Gibraltar Preparing For U.K.Online Gambling Legal Battle

Published Wednesday, February 06, 2013 -

The newest effort by the British government to get a firm grip on the online gambling industry by reforming its tax regime is hitting few snags as other jurisdictions gives the proposal a run for its money. It seems that the lawyers are going to battle over the UK Department for Culture, Media and Sport’s significant changes to current gambling laws in the United Kingdom.

The Gibraltar Betting and Gaming Association has revealed it is against the proposed draft legislation being introduced in the U.K. parliament. Gibraltar will be adversely affected they say by the elimination of the current system know as the white list. The white list system enables those online gambling operators registered in Gibraltar to advertize and offer their services in the U.K. as a recognized licensing jurisdiction. The new gambling framework will require those operations in Gibraltar to apply for a U.K. Gambling Commission license to operate and be subject to same taxes as all of the rest of the registered operators.

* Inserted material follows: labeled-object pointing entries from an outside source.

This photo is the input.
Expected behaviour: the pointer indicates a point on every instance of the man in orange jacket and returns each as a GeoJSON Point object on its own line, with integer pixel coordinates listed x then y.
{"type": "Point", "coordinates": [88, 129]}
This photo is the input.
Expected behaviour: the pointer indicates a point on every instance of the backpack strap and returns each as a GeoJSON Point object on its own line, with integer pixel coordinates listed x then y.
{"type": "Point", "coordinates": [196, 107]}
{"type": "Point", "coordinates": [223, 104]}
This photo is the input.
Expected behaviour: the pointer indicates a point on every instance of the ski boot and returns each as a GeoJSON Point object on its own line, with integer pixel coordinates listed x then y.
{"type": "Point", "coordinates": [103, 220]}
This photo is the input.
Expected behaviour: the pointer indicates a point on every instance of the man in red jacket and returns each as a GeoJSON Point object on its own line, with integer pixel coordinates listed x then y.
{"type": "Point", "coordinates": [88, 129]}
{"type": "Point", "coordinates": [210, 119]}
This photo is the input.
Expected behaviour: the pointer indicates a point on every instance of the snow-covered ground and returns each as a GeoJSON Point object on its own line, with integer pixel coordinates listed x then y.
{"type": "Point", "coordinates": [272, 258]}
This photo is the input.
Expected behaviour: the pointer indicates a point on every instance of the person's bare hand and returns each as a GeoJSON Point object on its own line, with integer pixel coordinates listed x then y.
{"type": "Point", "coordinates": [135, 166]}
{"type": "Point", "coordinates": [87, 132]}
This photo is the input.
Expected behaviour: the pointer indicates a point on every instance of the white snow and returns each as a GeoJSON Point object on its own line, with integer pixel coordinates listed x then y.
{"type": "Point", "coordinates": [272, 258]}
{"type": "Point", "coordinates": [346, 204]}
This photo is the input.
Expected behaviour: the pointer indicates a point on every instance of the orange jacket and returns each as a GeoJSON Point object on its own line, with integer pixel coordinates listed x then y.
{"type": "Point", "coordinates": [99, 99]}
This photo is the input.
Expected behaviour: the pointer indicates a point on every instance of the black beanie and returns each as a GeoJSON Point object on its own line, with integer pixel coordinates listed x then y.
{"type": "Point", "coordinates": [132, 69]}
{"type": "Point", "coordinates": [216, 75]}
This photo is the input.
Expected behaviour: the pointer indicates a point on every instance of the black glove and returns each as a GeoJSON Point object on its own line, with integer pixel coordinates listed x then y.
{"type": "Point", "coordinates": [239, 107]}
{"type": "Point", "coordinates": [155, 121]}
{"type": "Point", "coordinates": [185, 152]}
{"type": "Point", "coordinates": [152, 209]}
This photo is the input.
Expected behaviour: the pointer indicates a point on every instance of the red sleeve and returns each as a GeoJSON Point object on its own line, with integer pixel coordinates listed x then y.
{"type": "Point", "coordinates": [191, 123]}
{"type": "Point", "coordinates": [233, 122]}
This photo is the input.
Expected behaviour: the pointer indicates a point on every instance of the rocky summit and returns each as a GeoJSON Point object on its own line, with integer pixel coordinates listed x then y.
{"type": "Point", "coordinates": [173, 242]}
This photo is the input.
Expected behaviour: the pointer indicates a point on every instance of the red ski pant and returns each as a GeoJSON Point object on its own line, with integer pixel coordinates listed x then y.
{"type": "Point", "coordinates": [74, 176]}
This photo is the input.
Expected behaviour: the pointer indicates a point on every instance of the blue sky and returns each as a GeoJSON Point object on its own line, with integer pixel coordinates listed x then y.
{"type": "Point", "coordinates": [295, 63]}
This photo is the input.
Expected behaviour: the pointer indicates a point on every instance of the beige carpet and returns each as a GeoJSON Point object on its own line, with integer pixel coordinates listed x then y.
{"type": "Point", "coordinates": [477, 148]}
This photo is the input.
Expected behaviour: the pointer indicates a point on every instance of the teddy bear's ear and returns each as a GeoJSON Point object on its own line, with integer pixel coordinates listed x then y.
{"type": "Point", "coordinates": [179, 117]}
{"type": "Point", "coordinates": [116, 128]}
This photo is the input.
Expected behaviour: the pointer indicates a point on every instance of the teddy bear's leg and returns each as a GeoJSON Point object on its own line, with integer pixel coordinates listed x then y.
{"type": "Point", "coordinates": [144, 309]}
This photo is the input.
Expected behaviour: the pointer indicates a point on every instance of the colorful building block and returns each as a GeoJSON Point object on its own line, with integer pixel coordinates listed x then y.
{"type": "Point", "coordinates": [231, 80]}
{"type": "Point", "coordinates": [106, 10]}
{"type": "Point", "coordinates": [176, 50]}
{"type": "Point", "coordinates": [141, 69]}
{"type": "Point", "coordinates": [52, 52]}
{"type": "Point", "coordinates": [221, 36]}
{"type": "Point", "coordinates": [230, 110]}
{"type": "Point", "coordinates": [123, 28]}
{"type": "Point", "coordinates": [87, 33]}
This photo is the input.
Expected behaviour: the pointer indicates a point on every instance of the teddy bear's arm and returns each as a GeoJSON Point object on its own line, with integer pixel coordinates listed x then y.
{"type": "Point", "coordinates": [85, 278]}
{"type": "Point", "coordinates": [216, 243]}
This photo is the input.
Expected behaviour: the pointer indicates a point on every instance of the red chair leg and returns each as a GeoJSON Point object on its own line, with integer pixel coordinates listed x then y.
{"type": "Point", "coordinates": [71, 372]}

Gibraltar Betting and Gaming Association is accusing the government of the U.K. of making these changes to make more money and to catch more revenues from an industry that has left Britain to work offshore where the taxes and fees are much less. The Gibraltar Betting and Gaming Association revealed in a statement, "From a regulatory perspective, the only possible and partial justification for the Draft Bill is based on perceived but unsubstantiated threat to UK customers arising from operators in emerging jurisdictions targeting the UK market," Continuing the Association said, "Even if this limited justification was proven, the Draft Bill is clearly disproportionate since it does not bolster the current white list (including EEA) regime with a requirement for increased reciprocity in the exchange of information and management of consumer protection." As Gibraltar argues the decidedly negative affect that the UK gambling changes will bring, the GBGA said that it has set aside £500,000 to pursue legal action.